Further AMOVA analyses were performed to ascertain maximum genetic variance between population groups. On the basis of the results of the NJ tree, populations were divided into two geographic clusters: (1) sub-Saharan Africa (Benin, Cameroon, Kenya and Rwanda), and (2) North Africa, Europe and Asia (Morocco, Egypt, Georgia, Galicia, Oman, UAE, Madras and Ami from Formosa). On assignment of the populations within these two broad geographic regions, AMOVA analyses were performed for each of the 27 PAIs (Table 2). We detected statistically significant differences between population groups (FCT) for 17 of the PAIs. Of them, FCT values for APO (19.81, P<0.01), B65 (4.41, P<0.01), COL3A1 (23.12, P<0.01), F13B (12.50, P<0.05), HS2.25 (3.17, P<0.05), HS2.43 (1.96, P<0.05), HS3.23 (4.39, P<0.05), HS4.59 (4.56, P<0.05), HS4.69 (5.10, P<0.05), HS4.75 (15.22, P<0.01), NBC4 (14.90, P<0.01), NBC6 (29.22, P<0.01), NBC60 (7.00, P<0.05), PR1 (6.13, P<0.05), Sb19.3 (12.88, P<0.01), Sb19.10 (23.13, P<0.01) and TPA25 (3.43, P<0.01) are higher than the genetic variance among populations within groups (FSC); thus, these PAIs can be considered as those contributing the most to the differentiation of geographic clusters. By contrast, 10 out of the 27 Alu loci do not show significant partitioning along geographic lines. The overall test for the significance of FCT, which combines separate probability values for each locus, generated statistically significant differences (P<0.01), indicating substantial genetic structuring between the two geographical clusters. The high number of FST tests resulting in significant departure may reflect the high genetic diversity shown by the populations examined in this study (Table 2). These findings are not surprising given that several of the populations analyzed originate from regions that lie within major migratory routes.

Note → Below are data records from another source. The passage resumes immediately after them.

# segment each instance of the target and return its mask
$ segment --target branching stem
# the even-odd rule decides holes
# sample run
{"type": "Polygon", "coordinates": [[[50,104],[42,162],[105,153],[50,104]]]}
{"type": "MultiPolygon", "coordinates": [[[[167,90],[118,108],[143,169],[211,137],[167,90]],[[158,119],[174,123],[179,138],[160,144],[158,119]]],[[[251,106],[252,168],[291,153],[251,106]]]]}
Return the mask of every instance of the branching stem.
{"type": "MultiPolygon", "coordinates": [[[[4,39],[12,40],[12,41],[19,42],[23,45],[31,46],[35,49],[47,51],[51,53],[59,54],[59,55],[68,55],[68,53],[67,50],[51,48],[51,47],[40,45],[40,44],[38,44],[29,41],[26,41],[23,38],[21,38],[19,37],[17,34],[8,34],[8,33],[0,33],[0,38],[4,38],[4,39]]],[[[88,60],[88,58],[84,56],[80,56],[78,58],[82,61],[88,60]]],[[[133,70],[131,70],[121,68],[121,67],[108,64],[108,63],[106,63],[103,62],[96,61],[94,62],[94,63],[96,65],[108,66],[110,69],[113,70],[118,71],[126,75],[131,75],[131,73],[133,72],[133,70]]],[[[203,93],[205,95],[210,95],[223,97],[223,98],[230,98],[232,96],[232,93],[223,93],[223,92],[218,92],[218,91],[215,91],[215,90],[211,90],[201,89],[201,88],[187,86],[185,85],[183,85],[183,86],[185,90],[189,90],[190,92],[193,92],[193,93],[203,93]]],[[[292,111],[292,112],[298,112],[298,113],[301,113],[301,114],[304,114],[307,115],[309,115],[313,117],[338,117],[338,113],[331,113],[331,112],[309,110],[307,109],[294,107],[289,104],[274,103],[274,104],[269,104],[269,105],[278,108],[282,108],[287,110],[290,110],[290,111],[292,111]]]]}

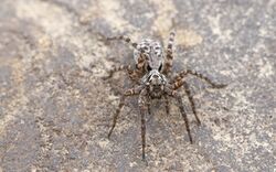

Table 2 Fixation indices (FCT, FSC, FST) generated from a hierarchical analysis of molecular variance for 27 polymorphic Alu insertions, considering two population groups

The topology of genetic structuring, that is, the concordance between the FST genetic distance matrix and the geographic distance matrix, was assessed using the Mantel test of matrix correspondence. To that end, the first two eigenvectors generated by the MDS plot were fitted up to maximum congruity with the geographical coordinates of the samples' origin (Figure 5). The results of the Mantel test revealed that both matrices correlated significantly (r=0.528, p<0.001). These data are congruent with genetic heterogeneity among the populations analyzed, as they are patterned mainly by isolation by distance. This is particularly perceptible for the group of SSA collections, clearly separated from the rest of the populations and possessing the lowest differences between the genetic and geographic coordinates. Remote from the main population cluster is the Ami collection, whose genetic coordinates drift apart from the rest of the samples examined, coinciding with the NJ and MDS results. Interestingly, when genetic and geographic topologies are adjusted (Figure 5), the rest of the populations under study (Galicia, Morocco, UAE, Oman, Egypt, Georgia and Madras) show a degree of genetic kinship higher than expected according to the model of isolation by distance. In other words, the genetic coordinates of the cited populations tend to be closer than expected according to their geographic distribution.

Figure 5
figure 5

Matrix fitting of the geographic and genetic coordinates for 12 populations from Africa, Asia and Europe. Genetic coordinates were estimated from the allelic frequencies of 27 Alu insertions. Full circles represent the geographic locations of the targeted populations. Arrows indicate the location predicted by genetic kinship. BEN, Benin; CAM, Cameroon; KEN, Kenya; RWA, Rwanda; EGY, Egypt; GEO, Georgia; MAD, Madras; MOR, Morocco; OMN, Oman; UAE, United Arab Emirates; AMI, Ami from Formosa; GAL, Galicia.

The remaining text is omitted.